Se excluirmos as nacionalizações, o imposto sobre as grandes fortunas e o fim dos offshores (por não ser possível Portugal fazê-lo unilateralmente, não por não achar que os offshores são um problema), tendo a concordar com a agenda redistributiva do Bloco — e não me parece que estas propostas andem assim tão longe das preocupações do PS; pode haver uma diferença de grau, mas a coisa fica mais ou menos por aí. O problema é que José Manuel Pureza confunde redistribuição e justiça com crescimento económico, e acha que a pobreza e os desequilibrios do país se resolvem "taxando os ricos". Aumentar a justiça e a equidade social é certamente uma agenda importante — o PS fez esforços importantes nesta área, mas pode ser ainda mais ambicioso —, mas, e apesar do que diz o Bloco (e o PC), não é apenas por aí que resolvemos os problemas do país. Redistribuir é necessário, mas não é suficiente.

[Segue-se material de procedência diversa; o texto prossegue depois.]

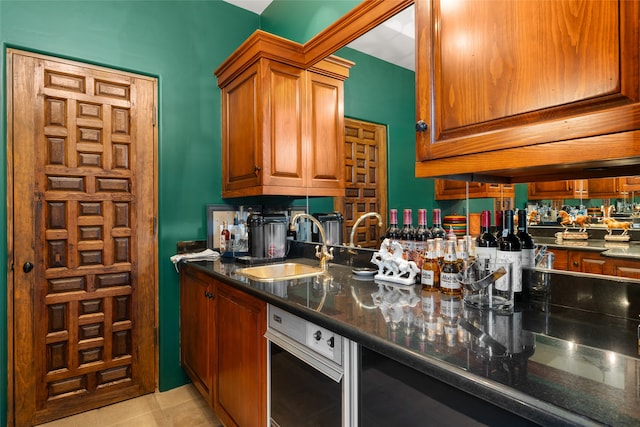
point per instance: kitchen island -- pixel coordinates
(571, 353)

É sobretudo o populismo, assente num discurso anti iniciativa-privada, que priva o Bloco de uma estratégia de crescimento económico sustentável. A reabilitação urbana — que, diga-se, também consta do programa do PS — é importante, mas é absolutamente irrealista considerar que esta medida, por si só, garante o crescimento económico de que Portugal desesperadamente necessita. O problema da estratégia do Bloco não é só a tendência para diabolizar a iniciativa privada; o problema é que o Bloco fala de Portugal como se o mundo e as pressões associadas à globalização não existissem. Só assim se entende que confunda competitividade com justiça e inverta a relação de causalidade entre, por exemplo, salários e riqueza. Não digo, como alguns à direita, que só podemos redistribuir depois de crescer, mas parece-me evidente que nao podemos implementar uma agenda redistributiva sem atender também ao problema do crescimento da economia.Se para os liberais crescimento é justiça, para o Bloco a coisa inverte-se — uns e outros partilham de uma visão simplista e redutora da dos problemas estruturais da economia portuguesa, refugiando-se em chavões ideológicos sem atender àquilo a que se convencionou chamar realidade.

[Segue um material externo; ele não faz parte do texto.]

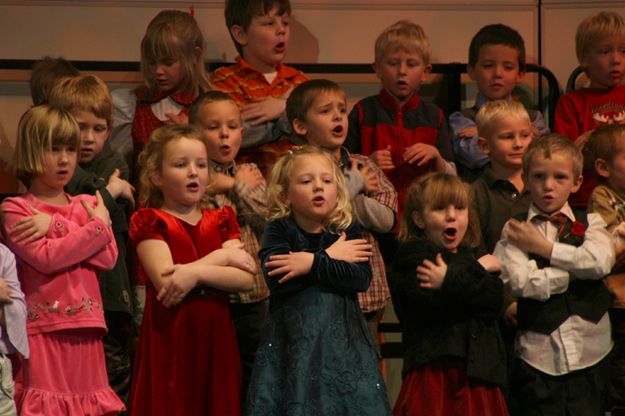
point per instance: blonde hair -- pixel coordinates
(41, 128)
(174, 34)
(84, 93)
(404, 35)
(151, 161)
(546, 146)
(280, 177)
(438, 190)
(595, 28)
(493, 111)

O bloco desvaloriza o duplo compromisso — competitividade e solidariedade —, pois o combate à pobreza e ao desemprego surgem como independentes do processo de transformação e requalificação da economia, ou melhor, para o Bloco, requalificar é equivalente a redistribuir. Posso estar a ser injusto, mas, por exemplo, não me parece que as propostas do Bloco incluam uma única medida aponte para uma maior competitividade dos nossos bens transacionáveis, e sem esta torna-se difícil de entender como podemos corrigir parte dos nossos desequlibrios e garantir a sustentabilidade da economia portuguesa (leia-se: sustentar o modo de vida que entendemos dever ser o nosso) Se é certo que os baixos salários são um problema, não me parece que aumentá-los constitua uma solução. O nosso atraso não se elimina por decreto. Dizer que Portugal é pobre porque redistribui mal mostra como a verdadeira esquerda que o Bloco diz representar é, verdadeira ou não, uma esquerda incapaz de lidar com a realidade. Para começar, era bom que o Bloco abandonasse a tese de que a única razão pela qual os nossos salários são baixos é porque ainda ninguém se lembrou de os aumentar. Não é tudo, mas seria um bom começo.